The most life-threatening finding in Marfan syndrome is aortic root dilation.  The diastolic murmur in this patient reflects aortic regurgitation.  The syndrome requires close monitoring with echocardiography for the development of aneurysms and aortic arch dissection.  Mitral valve prolapse is also common and manifests as a mid-systolic click and late systolic murmur.  First-degree relatives should undergo genetic testing.

(Choice A)  Homocystinuria is an autosomal recessive disorder that results from deficiency of cystathionine synthase, an enzyme involved in the metabolism of methionine.  These patients share many features of Marfan syndrome (eg, pectus deformity, tall stature, arachnodactyly).  However, they usually have a fair complexion, thromboembolic events, and intellectual disability.  The other main differentiating feature is lens dislocation in homocystinuria that is downward rather than upward.

(Choice B)  Ehlers-Danlos syndrome is a collagen disorder characterized by scoliosis, joint laxity, and aortic dilation.  Patients with this disorder do not have the disproportionately tall stature, lens dislocation, or pectus carinatum seen in Marfan syndrome.
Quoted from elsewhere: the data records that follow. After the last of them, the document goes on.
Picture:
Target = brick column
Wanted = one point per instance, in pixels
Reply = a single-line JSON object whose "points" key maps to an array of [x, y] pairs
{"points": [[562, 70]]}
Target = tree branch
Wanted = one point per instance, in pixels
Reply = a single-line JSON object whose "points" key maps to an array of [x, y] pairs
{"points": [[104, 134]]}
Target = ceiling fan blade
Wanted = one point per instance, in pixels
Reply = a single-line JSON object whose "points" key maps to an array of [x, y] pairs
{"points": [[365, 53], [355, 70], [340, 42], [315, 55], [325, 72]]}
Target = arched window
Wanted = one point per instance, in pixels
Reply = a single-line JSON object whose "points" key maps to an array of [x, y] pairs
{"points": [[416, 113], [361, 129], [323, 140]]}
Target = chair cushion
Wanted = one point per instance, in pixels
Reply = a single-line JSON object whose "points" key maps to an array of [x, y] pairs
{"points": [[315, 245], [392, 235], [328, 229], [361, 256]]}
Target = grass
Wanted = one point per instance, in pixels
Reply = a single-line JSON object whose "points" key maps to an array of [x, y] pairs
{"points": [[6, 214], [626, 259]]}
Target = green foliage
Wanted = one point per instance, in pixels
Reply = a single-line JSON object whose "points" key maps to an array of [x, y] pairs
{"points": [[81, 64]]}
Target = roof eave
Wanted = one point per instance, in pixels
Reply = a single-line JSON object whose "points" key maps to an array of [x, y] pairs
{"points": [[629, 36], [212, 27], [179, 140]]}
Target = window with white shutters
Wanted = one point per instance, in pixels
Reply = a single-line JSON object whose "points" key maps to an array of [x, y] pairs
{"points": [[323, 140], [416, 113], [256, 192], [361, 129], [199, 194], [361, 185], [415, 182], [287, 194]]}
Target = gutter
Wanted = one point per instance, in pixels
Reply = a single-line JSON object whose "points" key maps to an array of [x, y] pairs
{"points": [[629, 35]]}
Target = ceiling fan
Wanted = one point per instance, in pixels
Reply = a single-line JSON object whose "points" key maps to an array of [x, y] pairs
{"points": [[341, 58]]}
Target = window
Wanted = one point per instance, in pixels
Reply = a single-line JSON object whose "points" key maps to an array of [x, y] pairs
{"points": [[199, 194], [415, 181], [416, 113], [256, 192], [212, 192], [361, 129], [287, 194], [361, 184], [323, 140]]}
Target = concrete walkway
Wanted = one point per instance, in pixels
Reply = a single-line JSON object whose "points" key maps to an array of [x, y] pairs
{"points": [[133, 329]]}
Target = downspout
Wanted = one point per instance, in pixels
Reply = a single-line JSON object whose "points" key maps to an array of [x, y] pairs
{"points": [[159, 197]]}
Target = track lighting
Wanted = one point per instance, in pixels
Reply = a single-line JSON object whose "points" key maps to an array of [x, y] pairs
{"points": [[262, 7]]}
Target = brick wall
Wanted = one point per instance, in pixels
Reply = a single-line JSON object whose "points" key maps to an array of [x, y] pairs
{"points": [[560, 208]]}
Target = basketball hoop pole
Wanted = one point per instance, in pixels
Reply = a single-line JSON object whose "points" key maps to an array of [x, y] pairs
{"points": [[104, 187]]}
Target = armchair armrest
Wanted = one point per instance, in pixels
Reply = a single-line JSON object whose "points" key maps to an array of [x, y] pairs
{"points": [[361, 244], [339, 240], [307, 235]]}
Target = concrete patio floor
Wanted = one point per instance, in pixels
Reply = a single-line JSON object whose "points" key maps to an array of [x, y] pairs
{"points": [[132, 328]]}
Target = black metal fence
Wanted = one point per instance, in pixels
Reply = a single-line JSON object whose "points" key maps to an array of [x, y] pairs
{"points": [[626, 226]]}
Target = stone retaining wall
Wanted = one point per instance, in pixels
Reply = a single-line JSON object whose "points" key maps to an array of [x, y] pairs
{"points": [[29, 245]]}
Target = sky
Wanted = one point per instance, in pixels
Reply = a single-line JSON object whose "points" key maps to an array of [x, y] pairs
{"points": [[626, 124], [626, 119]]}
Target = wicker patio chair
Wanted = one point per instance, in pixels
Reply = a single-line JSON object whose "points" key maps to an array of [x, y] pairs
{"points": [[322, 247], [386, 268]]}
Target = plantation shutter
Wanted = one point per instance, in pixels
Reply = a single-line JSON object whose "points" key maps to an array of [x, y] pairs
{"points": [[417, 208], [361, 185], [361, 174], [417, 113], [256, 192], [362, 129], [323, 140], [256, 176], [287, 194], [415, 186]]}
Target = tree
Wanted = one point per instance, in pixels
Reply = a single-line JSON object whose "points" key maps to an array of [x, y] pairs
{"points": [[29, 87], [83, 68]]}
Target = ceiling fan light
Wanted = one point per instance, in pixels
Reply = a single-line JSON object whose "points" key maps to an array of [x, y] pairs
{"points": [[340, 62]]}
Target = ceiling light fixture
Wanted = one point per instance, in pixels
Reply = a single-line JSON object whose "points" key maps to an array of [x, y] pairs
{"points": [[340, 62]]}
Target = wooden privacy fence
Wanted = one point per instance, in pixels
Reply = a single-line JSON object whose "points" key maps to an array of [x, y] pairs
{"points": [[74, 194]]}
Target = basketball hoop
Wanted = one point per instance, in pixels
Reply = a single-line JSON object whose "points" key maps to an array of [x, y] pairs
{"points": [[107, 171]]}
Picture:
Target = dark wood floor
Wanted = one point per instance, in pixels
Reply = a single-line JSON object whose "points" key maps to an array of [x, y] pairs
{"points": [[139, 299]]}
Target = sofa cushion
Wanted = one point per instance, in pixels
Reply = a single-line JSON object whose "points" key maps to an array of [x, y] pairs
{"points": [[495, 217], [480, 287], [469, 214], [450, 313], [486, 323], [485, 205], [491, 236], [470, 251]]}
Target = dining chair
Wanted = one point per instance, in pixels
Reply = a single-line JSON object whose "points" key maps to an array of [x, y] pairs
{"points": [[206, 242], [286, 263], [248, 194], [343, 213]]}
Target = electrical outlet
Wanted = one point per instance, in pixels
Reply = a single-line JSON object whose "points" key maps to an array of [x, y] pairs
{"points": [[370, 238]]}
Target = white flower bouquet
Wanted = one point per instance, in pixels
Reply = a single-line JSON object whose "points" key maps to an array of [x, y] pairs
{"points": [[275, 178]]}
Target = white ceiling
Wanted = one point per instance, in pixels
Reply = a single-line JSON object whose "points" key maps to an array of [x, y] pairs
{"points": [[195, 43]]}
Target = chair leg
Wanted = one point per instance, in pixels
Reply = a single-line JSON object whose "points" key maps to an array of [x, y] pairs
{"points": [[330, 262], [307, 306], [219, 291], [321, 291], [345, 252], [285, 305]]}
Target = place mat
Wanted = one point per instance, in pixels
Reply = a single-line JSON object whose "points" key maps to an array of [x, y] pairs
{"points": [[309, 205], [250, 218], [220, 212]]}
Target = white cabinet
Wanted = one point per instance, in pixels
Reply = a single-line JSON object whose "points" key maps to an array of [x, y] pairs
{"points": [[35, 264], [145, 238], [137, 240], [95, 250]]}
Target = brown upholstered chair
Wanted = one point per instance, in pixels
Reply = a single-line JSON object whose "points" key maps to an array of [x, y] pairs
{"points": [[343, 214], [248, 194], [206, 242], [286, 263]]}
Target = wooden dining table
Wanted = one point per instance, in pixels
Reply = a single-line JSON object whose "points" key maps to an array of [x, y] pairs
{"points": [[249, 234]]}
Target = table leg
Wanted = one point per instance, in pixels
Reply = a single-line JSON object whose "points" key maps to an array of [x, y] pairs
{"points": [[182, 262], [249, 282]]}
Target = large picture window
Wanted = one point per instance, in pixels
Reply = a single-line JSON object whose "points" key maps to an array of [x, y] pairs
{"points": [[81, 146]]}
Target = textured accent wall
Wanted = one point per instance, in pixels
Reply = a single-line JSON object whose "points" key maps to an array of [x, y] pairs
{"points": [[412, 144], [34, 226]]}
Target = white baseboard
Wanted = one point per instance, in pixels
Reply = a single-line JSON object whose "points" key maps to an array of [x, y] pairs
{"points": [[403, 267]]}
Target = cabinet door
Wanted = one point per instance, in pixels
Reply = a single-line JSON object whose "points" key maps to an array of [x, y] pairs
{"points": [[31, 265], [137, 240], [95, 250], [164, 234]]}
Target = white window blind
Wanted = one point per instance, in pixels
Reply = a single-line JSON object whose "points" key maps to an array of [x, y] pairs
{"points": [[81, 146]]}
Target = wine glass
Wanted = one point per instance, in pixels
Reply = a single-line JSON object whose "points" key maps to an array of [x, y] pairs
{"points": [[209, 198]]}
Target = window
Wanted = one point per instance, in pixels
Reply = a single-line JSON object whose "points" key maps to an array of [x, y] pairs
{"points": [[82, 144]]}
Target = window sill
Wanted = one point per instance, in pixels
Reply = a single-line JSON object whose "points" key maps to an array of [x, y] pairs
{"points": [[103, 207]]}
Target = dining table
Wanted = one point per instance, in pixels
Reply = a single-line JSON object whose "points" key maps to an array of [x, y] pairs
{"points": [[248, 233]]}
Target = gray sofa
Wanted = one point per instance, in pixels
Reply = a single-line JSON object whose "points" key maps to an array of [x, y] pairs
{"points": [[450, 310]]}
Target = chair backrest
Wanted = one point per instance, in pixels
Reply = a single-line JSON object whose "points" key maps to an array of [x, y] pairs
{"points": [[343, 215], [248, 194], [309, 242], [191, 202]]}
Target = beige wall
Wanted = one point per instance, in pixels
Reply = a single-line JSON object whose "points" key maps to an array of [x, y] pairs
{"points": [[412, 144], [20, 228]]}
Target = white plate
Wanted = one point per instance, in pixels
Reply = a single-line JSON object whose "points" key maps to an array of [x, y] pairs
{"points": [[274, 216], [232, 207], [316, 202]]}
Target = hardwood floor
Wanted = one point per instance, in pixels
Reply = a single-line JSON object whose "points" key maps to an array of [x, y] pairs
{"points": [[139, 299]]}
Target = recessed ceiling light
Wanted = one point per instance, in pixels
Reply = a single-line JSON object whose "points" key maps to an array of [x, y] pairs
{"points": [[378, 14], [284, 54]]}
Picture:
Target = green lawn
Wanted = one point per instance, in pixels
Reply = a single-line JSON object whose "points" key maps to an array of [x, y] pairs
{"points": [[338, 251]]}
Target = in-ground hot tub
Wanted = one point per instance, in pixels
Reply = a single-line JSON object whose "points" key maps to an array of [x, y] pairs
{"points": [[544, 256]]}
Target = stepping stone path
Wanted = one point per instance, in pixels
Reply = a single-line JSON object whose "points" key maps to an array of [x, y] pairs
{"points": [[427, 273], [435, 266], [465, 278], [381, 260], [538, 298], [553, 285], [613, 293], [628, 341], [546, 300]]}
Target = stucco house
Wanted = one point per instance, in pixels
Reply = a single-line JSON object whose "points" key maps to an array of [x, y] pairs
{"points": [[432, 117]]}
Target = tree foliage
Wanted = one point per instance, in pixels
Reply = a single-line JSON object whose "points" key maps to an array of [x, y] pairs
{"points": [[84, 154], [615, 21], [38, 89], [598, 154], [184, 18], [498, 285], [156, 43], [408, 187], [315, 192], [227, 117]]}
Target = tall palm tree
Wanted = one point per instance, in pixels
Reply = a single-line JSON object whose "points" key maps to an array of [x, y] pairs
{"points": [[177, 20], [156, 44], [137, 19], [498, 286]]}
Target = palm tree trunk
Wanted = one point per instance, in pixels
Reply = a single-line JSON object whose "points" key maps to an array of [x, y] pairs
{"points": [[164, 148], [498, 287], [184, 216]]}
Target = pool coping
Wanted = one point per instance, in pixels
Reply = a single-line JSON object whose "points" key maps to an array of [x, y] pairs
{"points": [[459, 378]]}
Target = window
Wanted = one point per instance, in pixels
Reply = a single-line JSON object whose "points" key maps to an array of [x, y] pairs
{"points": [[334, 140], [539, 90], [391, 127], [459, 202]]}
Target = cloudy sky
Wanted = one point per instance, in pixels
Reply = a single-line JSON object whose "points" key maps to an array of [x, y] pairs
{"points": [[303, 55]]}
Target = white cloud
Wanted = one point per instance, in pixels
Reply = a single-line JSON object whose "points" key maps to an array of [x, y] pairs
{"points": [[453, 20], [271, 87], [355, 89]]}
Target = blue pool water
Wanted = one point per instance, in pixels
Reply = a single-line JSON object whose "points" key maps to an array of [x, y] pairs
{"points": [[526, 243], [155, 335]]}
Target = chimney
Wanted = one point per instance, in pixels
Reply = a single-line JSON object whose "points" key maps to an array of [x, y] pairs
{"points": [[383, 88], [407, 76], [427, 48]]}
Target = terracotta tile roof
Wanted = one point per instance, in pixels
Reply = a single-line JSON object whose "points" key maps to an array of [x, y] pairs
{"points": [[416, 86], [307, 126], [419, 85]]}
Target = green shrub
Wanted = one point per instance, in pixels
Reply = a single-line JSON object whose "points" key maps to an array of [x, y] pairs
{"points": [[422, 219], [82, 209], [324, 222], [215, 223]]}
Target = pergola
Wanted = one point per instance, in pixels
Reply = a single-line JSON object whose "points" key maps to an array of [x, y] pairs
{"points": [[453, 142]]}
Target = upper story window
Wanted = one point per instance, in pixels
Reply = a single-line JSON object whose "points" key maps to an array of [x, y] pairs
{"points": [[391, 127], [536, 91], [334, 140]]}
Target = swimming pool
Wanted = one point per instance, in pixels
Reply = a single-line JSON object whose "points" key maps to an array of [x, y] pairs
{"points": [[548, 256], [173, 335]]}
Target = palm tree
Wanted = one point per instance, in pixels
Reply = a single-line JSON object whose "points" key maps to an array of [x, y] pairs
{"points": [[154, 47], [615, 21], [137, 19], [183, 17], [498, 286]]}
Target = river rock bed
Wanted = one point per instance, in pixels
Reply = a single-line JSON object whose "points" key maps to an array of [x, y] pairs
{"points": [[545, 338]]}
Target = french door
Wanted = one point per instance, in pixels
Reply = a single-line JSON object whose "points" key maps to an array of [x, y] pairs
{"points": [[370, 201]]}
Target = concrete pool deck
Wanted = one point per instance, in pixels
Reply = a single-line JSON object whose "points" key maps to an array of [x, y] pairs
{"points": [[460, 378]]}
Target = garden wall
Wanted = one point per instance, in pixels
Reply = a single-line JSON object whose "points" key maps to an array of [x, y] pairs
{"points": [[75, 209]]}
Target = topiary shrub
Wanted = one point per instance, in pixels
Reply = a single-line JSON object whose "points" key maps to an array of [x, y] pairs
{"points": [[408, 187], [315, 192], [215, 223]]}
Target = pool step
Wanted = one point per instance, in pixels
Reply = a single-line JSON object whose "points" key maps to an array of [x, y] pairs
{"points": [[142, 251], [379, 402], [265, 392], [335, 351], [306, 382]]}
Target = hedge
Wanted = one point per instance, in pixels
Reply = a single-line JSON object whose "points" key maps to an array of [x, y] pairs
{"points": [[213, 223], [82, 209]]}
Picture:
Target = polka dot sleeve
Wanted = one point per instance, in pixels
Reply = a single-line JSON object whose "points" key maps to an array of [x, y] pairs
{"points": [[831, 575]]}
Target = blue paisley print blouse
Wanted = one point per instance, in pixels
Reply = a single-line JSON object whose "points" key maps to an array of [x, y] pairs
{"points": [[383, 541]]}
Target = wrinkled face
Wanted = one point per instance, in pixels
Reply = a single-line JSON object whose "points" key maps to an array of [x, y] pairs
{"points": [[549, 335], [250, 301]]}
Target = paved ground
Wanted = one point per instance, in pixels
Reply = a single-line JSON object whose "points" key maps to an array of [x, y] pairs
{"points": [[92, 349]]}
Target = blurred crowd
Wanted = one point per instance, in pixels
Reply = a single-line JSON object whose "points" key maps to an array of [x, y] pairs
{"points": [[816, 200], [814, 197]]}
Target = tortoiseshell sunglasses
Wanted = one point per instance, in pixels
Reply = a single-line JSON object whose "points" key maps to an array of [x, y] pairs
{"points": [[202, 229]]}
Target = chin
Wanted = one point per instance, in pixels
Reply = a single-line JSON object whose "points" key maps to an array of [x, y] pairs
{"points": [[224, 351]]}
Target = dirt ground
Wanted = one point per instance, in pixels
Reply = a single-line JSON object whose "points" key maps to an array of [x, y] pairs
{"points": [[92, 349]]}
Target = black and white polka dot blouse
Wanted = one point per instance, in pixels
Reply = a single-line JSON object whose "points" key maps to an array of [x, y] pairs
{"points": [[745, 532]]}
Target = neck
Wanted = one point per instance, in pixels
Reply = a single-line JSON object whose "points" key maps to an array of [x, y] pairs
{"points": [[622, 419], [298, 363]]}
(Choice D)  Congenital contractural arachnodactyly is an autosomal dominant condition resulting from mutations of the fibrillin-2 gene.  These patients have tall stature, arachnodactyly, and multiple contractures involving large joints.  Ocular and cardiovascular symptoms are not present in congenital contractural arachnodactyly.  In addition, patients with Marfan syndrome do not have joint contractures.

(Choice E)  A tall and slender stature, but not connective tissue problems, is seen in Klinefelter syndrome.

Educational objective:
Marfan syndrome is an autosomal dominant disorder that results from mutations of the fibrillin-1 gene.  Affected patients have tall stature; long, thin extremities; arachnodactyly; joint hypermobility; upward lens dislocation; and aortic root dilation.